Evangelisches Professorenforum fragt, warum das christliche Abendland wirtschaftlich erfolgreich war, weist aber auch auf die Schwachstellen der abendländischen Arbeitsethik hin.


Gießen (kath.net/idea) Die christliche Einstellung zur Arbeit hat das Abendland wirtschaftlich erfolgreich werden lassen. Doch gegenwärtig schwinden die christlichen Werte, und ohne Bindung an Gott wird die Arbeit zum Fluch. Auf diese Zusammenhänge macht der Koordinator des christlichen Professorenforums, Hans-Joachim Hahn (Gießen), im Newsletter der Organisation aufmerksam. In ihr sind Wissenschaftler verschiedener Fachrichtungen zusammengeschlossen, „die die christliche Weltsicht nachhaltig und überzeugend im akademischen Raum zur Geltung bringen wollen“. Hahn verweist unter anderem auf den indischen Volkswirtschaftler Prof. Prabhu Guptara (Ermatingen/Schweiz), der auf dem Kongress christlicher Führungskräfte im Februar in Nürnberg referiert hatte. Dabei führte er den wirtschaftlichen Erfolg des Abendlands im 19. Jahrhundert auf die Reformation zurück. Sie habe eine an den Werten der Bibel orientierte Kultur geschaffen, in der eine ehrliche Qualitätsleistung im Austausch für angemessenen Profit gefordert werde. Diese Wirtschaftsethik sei freilich durch den Darwinismus untergraben worden, der zur Speerspitze der Gottlosigkeit geworden sei. Heute rede man deshalb von Raubtierkapitalismus: Der Stärkere verdrängt den Schwächeren.

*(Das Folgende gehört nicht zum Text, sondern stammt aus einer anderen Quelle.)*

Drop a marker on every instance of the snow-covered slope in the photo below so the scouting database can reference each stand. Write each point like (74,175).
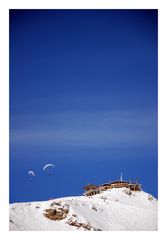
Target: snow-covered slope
(115,209)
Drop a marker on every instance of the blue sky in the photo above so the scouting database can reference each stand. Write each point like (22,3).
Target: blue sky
(83,95)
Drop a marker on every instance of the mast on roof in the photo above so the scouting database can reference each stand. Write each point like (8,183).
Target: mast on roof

Antike verachtete Arbeit mit Händen

Hahn lenkt den Blick auch auf die Arbeitsethik anderer Kulturen. Im Alten China und in Indien hätten höher gestellte Bürger auf niedrigere Schichten herabgesehen, die Handwerk und Landwirtschaft betrieben. Über viele Jahrhunderte habe man kaum technischen oder wirtschaftlichen Fortschritt gesehen. In arabischen Kulturen seien Gewinne weniger aus harter Arbeit als durch klugen und geschickten Handel erzielt worden. Die pointierteste Verachtung körperlicher Arbeit finde sich jedoch in der griechischen und römischen Antike. So seien im vorchristlichen Athen teilweise fünf Sklaven auf einen freien Bürger gekommen, der politisiert und philosophiert sowie die Arbeit mit den Händen verachtet habe.

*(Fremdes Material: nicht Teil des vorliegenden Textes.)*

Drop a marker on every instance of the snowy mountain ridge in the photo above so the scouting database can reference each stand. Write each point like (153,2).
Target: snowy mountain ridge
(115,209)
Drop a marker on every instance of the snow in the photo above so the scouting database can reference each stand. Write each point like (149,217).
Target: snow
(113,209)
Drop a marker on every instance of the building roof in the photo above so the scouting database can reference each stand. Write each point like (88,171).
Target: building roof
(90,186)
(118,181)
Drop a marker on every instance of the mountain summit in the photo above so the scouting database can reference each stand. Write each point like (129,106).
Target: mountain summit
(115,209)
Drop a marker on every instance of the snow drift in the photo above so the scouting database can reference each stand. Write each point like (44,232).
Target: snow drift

Wer nicht arbeitet, soll nicht essen

Anders hätten sich die von der hebräischen Kultur inspirierten Christen verhalten: Handarbeit sei für sie im Unterschied zu ihrer Umwelt eine ehrenwerte Tätigkeit gewesen. So sei sich der zu Lehre und Predigt berufene „Völkerapostel“ Paulus nicht zu schade gewesen, auf seinen Missionsreisen vom erlernten Handwerk des Zeltmachers zu leben. „Wer nicht arbeitet, soll auch nicht essen“, sei sein Motto gewesen (2. Thessalonicher 3,10).

Luther: Auch Pflügen ist Gottesdienst

Mit der Wiederentdeckung der griechischen Philosophen und ihrer Lehren durch die Kirchenväter sei später jedoch die Arbeit wieder ins Hintertreffen geraten. Der „geistliche Stand“ habe sich über den „weltlichen Stand“ erhoben. Erst die Erneuerungsbewegung der Mönche habe den ursprünglichen christlichen Lehren und Werten wieder zum Durchbruch verholfen. So habe Benedikt von Nursia im sechsten Jahrhundert die Arbeit mit seinem Motto „Ora et labora“ (Bete und arbeite) wieder rehabilitiert. Noch deutlicher habe es der Reformator Martin Luther (1483-1546) getan. Er habe Arbeit wie Ackerpflügen oder Windelwaschen ebenso als Gottesdienst bezeichnet wie Beten oder Predigen.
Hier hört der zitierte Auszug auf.